Many employees took time off work last Monday, April 9, to commemorate Araw ng Kagitingan (Day of Valor), a regular Philippine holiday. Many others, including those whose employers provide services to persons abroad, reported for work on the same day.
For those who were required to work on a regular holiday, Article 94(b) of the Labor Code of the Philippines (Presidential Decree 442, as amended) rewards those who are eligible to receive holiday pay by requiring the employers to pay “compensation equivalent to twice [the worker’s]regular rate.”
It has been asked whether an employer may, as a matter of practice, pay its employees who work on a regular holiday their regular daily wages for that day and, instead of paying them the 100 percent premium rate prescribed by law, grant them an additional paid leave day credit (“additional leave credit”) to be used by the employees in the future or, if unused, to be converted into cash, pursuant to company policy.

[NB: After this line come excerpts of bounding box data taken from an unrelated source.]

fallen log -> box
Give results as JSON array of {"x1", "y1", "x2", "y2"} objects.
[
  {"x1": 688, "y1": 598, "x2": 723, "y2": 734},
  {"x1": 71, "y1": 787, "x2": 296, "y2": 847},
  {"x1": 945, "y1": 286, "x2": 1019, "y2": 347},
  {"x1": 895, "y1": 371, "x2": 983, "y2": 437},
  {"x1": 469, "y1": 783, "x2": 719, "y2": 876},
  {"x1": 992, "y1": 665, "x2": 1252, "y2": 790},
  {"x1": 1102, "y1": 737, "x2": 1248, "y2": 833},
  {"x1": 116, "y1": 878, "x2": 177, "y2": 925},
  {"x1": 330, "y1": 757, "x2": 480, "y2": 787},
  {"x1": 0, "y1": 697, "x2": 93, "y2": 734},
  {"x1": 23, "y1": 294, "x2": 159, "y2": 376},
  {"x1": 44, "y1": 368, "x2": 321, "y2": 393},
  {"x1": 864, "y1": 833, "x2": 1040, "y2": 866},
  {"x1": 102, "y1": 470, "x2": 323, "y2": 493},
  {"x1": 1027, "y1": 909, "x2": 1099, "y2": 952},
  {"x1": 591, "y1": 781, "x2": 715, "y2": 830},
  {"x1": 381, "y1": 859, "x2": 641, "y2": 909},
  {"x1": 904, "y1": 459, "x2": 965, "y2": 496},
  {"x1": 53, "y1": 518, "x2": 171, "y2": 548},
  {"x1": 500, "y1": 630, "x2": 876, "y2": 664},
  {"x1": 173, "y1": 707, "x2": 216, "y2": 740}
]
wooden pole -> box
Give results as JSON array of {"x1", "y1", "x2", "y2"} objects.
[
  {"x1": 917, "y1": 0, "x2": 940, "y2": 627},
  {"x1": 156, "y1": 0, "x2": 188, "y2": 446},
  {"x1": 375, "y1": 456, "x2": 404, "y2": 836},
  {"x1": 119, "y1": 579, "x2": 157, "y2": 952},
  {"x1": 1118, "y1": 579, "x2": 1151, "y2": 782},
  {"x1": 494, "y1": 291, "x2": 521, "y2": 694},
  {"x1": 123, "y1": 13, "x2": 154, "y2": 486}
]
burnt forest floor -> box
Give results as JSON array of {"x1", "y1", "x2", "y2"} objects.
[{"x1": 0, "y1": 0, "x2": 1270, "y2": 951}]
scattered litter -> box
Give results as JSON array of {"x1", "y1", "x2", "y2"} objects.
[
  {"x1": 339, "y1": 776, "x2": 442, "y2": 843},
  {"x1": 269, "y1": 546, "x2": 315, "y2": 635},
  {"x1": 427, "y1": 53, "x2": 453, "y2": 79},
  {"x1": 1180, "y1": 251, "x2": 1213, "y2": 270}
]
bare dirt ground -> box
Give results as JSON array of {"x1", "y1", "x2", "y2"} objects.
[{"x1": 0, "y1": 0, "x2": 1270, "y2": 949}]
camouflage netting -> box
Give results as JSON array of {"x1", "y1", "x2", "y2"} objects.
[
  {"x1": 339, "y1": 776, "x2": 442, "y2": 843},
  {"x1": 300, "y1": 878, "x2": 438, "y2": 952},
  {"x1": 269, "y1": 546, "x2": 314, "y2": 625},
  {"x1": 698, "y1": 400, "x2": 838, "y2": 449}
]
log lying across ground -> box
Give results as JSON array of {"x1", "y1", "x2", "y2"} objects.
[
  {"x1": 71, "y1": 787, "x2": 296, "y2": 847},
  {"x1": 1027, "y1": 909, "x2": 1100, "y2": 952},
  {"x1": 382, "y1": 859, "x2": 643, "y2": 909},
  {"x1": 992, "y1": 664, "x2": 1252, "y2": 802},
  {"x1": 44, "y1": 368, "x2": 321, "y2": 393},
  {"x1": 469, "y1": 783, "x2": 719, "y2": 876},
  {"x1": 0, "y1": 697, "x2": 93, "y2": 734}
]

Some have taken the position that, since additional leave credits have value and are valuable consideration, there is no diminution of the employees’ right to holiday pay under Article 94(b) of the Labor Code and, therefore, the practice of granting them to employees is valid. The acceptability of this position is strengthened in cases where the employees expressly agree to be paid with additional leave credits because it then may be asserted that the contracts created are legally binding as between the parties.
Considering the other applicable provisions of law and the Labor Code, however, the said practice, even with the agreement of the employee, does not appear to be lawful.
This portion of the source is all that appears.